建築家長谷川逸子さんによる『石川九楊自伝図録 わが書を語る』書評掲載

書家石川九楊氏が初めてその作品と人生の歩みを語った『石川九楊自伝図録 わが書を語る』、朝日新聞読書面(2019年10月19日)に建築家・長谷川逸子さんによる書評が掲載されました。
石川氏は戦後の激しく変化する社会と関わりながら制作と評論を相互にダイナミックに進めてこられた。同世代の1人として共感できるところが多い。
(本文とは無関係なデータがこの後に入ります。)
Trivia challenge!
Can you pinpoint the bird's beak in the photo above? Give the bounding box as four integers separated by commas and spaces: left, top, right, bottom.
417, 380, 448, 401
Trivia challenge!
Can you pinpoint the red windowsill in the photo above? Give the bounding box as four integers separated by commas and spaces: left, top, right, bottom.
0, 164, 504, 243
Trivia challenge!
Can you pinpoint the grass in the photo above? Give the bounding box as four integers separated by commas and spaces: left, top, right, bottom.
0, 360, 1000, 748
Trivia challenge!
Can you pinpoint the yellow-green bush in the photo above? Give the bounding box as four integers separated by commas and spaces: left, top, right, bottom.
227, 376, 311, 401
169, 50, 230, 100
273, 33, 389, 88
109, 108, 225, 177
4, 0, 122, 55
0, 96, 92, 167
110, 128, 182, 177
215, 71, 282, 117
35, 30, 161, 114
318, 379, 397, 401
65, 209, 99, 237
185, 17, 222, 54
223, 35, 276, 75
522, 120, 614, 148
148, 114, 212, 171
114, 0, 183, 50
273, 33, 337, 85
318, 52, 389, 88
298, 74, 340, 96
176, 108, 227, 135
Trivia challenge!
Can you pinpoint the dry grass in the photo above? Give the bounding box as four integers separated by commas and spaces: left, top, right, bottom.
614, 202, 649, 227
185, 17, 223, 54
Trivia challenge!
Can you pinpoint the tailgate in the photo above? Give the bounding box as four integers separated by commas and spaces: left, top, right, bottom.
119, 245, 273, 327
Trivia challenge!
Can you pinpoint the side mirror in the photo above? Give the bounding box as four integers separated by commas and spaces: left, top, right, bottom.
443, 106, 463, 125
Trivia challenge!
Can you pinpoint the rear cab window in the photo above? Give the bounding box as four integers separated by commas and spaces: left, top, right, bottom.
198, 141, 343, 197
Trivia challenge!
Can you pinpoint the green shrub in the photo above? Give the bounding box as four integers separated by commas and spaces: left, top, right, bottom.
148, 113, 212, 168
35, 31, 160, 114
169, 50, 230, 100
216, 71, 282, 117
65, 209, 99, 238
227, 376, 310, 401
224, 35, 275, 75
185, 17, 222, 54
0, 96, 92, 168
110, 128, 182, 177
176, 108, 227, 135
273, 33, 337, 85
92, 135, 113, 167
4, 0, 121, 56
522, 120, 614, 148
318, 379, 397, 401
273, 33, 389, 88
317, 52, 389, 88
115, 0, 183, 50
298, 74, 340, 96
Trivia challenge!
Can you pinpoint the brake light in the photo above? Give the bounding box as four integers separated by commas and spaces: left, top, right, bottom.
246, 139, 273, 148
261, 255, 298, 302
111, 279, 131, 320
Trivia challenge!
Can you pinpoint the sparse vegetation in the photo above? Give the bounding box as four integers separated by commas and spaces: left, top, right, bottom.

「書的情緒」を排除するために、墨の滲みをなくすグレーに染めた紙に濃墨で書くといった試みには、壁や天井から既存の意味や情緒を剥ぎ取り、抽象的な一枚の面としてなりたたせたいとディテールを考え抜いた日々を思い出した。分野を超えて、どこかで通じ合う表現の模索をしていたのではないか。偶然とはいえ、氏が自らの画期と呼ぶ「エロイ・エロイ・ラマ・サバクタニ」を書いた1972年は、私が初めて小住宅を雑誌で発表した年でもある。
氏は初期、田村隆一ら荒地派詩人はじめ同時代の言葉を書くことをテーマに、書のありようを広げてこられた。(略)私が主催する「NPO建築とアートの道場」で、この春に若い建築家が行ったレクチャーのテーマが「荒地」だった。公共建築が企業の経済活動に絡め取られがちな今、繊細で優しさに溢れた彼らもまた時代に懸命に立ち向かっていて、その姿は新しい建築と社会が現れる予感を私に与えてくれる。そんなことも本書は思い起こさせるのだった。